SELECT * FROM email_log
WHERE status = 'F'
AND sent_date >= SYSDATE - 1
ORDER BY sent_date DESC;

All failed records had the same 4.3.2 error text and timestamps within a 2–3 second window. That's not a random delivery failure — that's a burst throttle being applied.

The application sends report emails in parallel when a batch job completes. When 20+ reports finish simultaneously, the email service opens that many concurrent SMTP connections to Office 365. Microsoft's per-account limit for concurrent SMTP connections is low (the exact number isn't published, but in practice you hit it with more than a handful of simultaneous connections from a single sending account). The excess connections get the 4.3.2 rejection.

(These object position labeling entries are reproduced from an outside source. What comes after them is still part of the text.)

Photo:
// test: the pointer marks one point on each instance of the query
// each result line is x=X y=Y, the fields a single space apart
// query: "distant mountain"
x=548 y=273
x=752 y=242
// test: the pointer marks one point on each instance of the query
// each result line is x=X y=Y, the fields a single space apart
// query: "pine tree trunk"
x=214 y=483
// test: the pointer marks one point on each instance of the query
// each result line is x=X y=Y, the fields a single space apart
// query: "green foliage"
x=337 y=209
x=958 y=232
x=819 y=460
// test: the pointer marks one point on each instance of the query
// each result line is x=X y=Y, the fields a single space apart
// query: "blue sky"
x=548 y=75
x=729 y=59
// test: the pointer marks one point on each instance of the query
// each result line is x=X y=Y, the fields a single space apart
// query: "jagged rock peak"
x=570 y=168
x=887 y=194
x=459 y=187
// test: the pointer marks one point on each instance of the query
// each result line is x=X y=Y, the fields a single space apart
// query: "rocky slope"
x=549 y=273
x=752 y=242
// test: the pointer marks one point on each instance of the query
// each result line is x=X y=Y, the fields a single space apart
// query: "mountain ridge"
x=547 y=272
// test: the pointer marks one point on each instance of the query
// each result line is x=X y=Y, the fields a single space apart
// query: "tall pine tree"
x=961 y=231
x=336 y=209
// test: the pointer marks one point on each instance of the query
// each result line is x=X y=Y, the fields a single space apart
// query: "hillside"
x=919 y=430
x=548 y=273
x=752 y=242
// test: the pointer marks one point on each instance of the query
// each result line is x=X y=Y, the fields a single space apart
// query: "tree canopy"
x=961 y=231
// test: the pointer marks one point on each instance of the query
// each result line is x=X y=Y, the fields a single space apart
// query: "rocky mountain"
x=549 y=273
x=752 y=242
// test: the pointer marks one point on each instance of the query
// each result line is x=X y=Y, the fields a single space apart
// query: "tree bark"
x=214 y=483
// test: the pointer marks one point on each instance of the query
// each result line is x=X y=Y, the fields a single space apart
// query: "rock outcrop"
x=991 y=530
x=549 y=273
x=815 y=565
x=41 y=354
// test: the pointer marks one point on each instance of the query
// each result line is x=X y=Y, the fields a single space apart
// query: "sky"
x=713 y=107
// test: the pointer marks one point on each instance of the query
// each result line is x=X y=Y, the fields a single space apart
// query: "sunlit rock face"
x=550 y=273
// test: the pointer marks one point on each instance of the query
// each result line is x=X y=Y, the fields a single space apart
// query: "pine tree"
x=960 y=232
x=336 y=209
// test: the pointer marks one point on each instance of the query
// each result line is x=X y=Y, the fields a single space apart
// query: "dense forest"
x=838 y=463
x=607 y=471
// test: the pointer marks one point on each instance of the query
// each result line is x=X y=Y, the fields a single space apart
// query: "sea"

What made this harder to spot earlier: the failed emails were logged but the retry mechanism was a separate manual job rather than automatic. So failed records just sat in the database, and nobody had set up alerting on email_log failure counts.

The fix

Three parts:

Immediate: Ran the failed-email resend job to recover the undelivered notifications from the current incident. Query to identify what needs resending:

SELECT * FROM email_log
WHERE status = 'F'
ORDER BY sent_date DESC
FETCH FIRST 20 ROWS ONLY;

Short-term: Throttled the application's parallel SMTP dispatch — instead of opening N connections simultaneously for a batch of N reports, introduced a concurrency cap so no more than 3–4 SMTP connections were open at any one time. This trades slightly slower batch completion for reliable delivery.

Longer-term: Flagged to the client's Microsoft 365 administrator to review the sending connector configuration and evaluate whether a request to Microsoft for a higher throttle limit was warranted, or whether switching to Microsoft Graph API for mail delivery (which has higher and more predictable limits) made sense for their volume.

Lesson

The 4.3.2 SMTP code is easy to miss because the email doesn't bounce back to the sender — it just fails silently in the application log. If you're running batch email delivery through Office 365, the concurrent connection limit will eventually bite you as volume grows. The fix is straightforward but you have to know to look for it. Monitoring email_log failure counts with an alert threshold is the defensive measure I'd put in place from day one now. Also: automatic retry on 4.3.2 (it is explicitly a temporary rejection) is the difference between "degraded delivery" and "silent data loss."